Figure 1: Amgen Pipeline
Source: Amgen website
Going forward, we expect Amgen to grow revenues 1-2% and earnings 2-3% annually, on average, over the next five years. We think the growth will be top-heavy in the short term, and that sales will increase closer to 5% this year as a result of competition delays to Neulasta and Epogen. The focus on manufacturing efficiencies and cost cuts should allow margins to expand further. In the latest quarter, non-GAAP operating margin expanded to 51.4%, as greater manufacturing productivity and R&D savings more than offset higher SG&A expenses. Amgen is edging closer to management's long-term target of 52-54% by 2018. We think management can deliver here, and that operating margin will reach the midpoint of this range within three years.
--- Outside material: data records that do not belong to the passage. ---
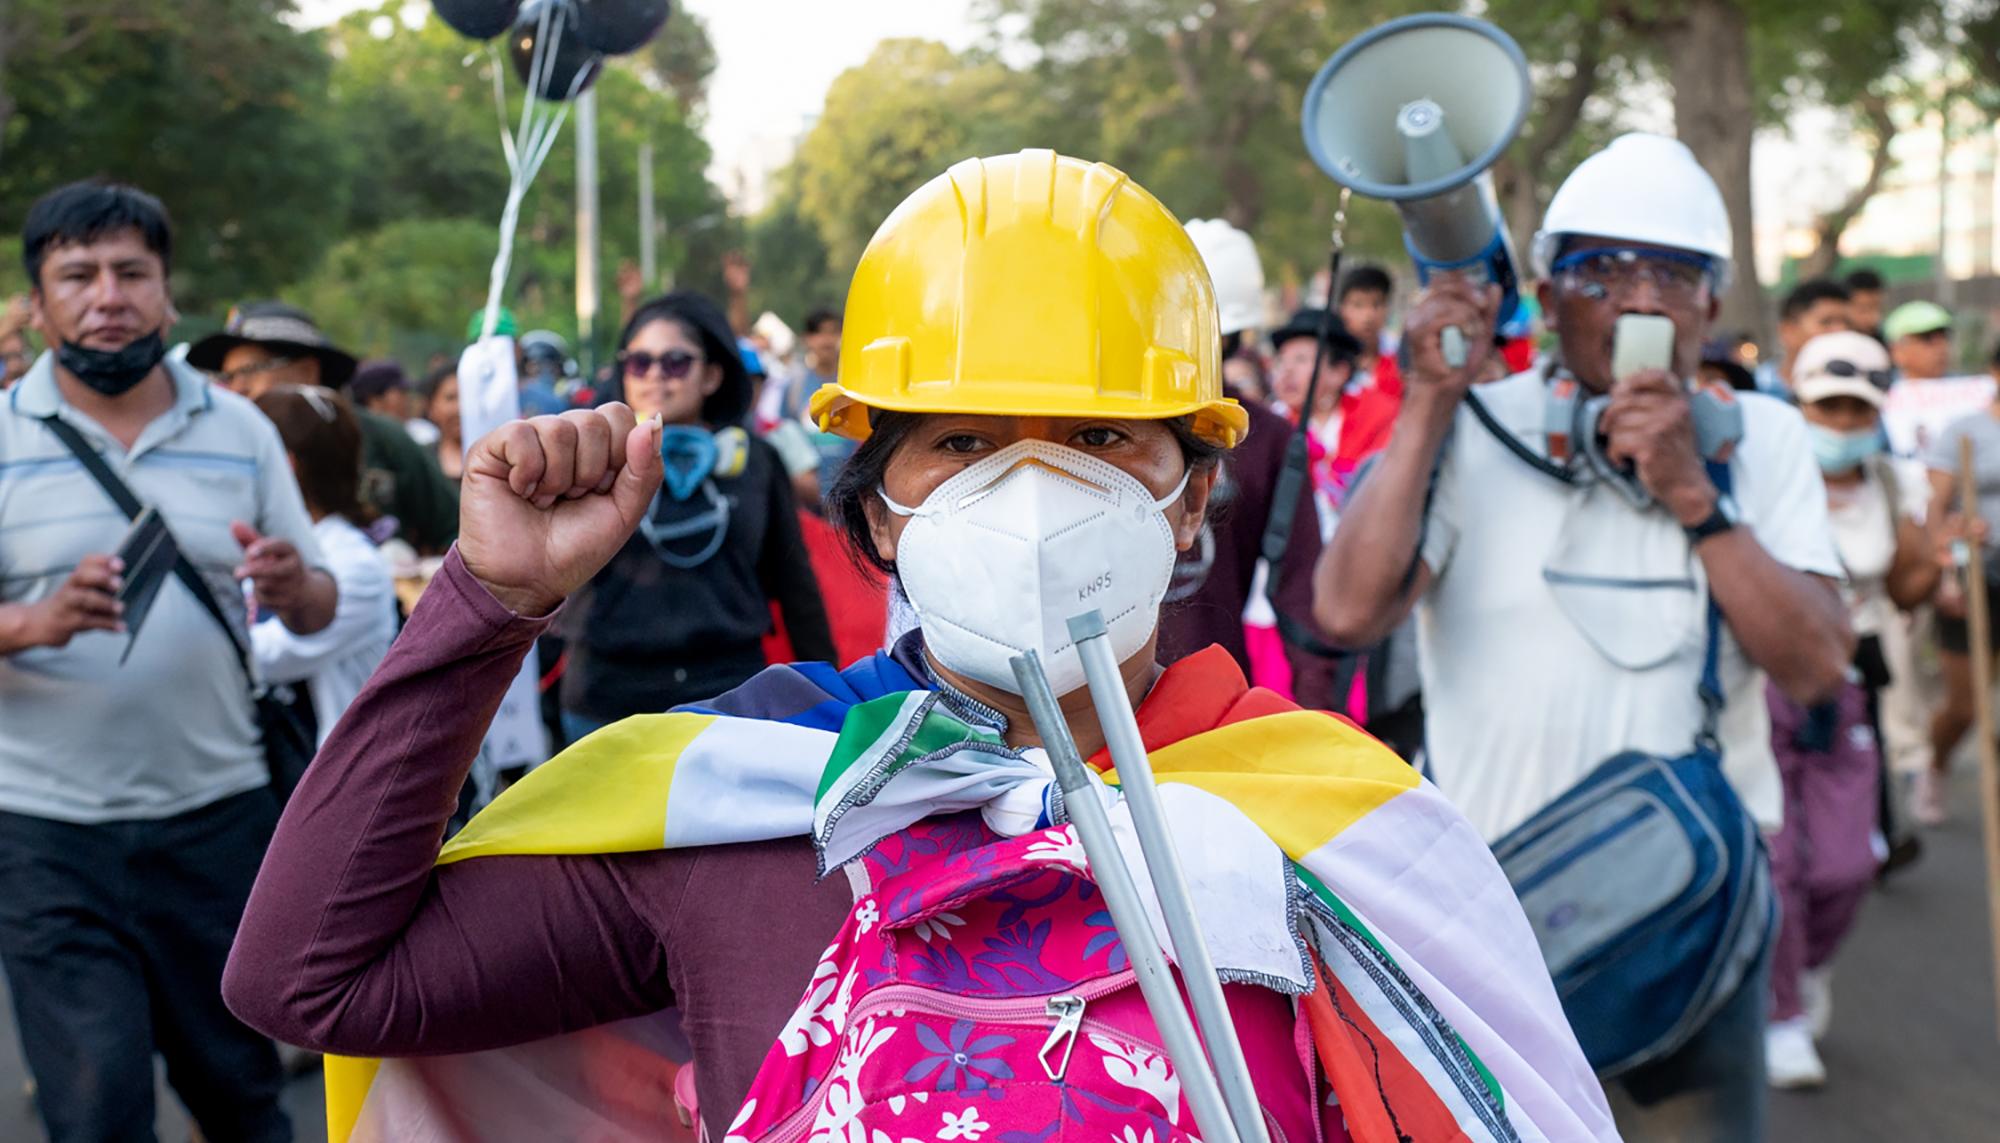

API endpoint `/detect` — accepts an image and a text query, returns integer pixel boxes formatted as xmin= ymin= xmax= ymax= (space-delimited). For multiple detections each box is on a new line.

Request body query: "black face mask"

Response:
xmin=56 ymin=330 xmax=168 ymax=397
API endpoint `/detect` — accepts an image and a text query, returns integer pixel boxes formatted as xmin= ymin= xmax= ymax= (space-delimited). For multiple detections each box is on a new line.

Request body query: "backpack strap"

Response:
xmin=1694 ymin=458 xmax=1732 ymax=754
xmin=38 ymin=414 xmax=259 ymax=692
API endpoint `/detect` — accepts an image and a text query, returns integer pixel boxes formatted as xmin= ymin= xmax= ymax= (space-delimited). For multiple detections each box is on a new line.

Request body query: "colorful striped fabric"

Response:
xmin=326 ymin=646 xmax=1614 ymax=1141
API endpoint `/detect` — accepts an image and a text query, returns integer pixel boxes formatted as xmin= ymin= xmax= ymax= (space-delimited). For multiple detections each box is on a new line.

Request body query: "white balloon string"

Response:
xmin=482 ymin=4 xmax=553 ymax=342
xmin=485 ymin=45 xmax=519 ymax=177
xmin=478 ymin=2 xmax=590 ymax=344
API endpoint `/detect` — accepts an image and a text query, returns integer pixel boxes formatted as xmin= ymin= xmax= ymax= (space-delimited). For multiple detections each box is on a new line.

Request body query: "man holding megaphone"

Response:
xmin=1317 ymin=132 xmax=1854 ymax=1139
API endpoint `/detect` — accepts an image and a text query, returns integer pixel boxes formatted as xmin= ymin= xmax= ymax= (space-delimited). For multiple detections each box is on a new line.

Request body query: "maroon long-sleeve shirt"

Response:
xmin=223 ymin=550 xmax=851 ymax=1137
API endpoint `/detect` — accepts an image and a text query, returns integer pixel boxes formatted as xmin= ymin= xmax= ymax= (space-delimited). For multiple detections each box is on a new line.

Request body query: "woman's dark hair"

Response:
xmin=23 ymin=180 xmax=173 ymax=286
xmin=619 ymin=291 xmax=750 ymax=425
xmin=1987 ymin=337 xmax=2000 ymax=372
xmin=255 ymin=385 xmax=371 ymax=526
xmin=417 ymin=362 xmax=457 ymax=401
xmin=827 ymin=411 xmax=1228 ymax=576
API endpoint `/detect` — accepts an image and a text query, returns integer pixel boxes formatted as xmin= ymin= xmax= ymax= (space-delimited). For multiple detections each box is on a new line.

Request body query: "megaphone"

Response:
xmin=1302 ymin=14 xmax=1530 ymax=326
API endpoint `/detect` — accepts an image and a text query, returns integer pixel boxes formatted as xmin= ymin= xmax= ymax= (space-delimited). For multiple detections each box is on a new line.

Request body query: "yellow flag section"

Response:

Based on a conservative EPS estimate of $11.10 and a forward P/E of 16.7, we project a 12-month price target of approximately $185 (a 6.7% premium to the current price).
Thanks to consistent earnings growth, Amgen has outperformed the S&P 500 over the past three, five, ten, and twenty years. After the latest quarter, we don't see any reason to suggest that the company won't continue to do so. Recent product launches (Prolia, Repatha, and Xgeva) and a strong pipeline will offset headwinds from new biosimilar competition, and the company can expand margins further through productivity gains and costs cuts. Shares are undervalued by 6.7% based on our one-year price target, and the 2% dividend yield adds to total return. We think the Fed will keep interest rates where they are for the rest of the year, and that stocks will climb higher in 2016. Expect AMGN to continue to outperform.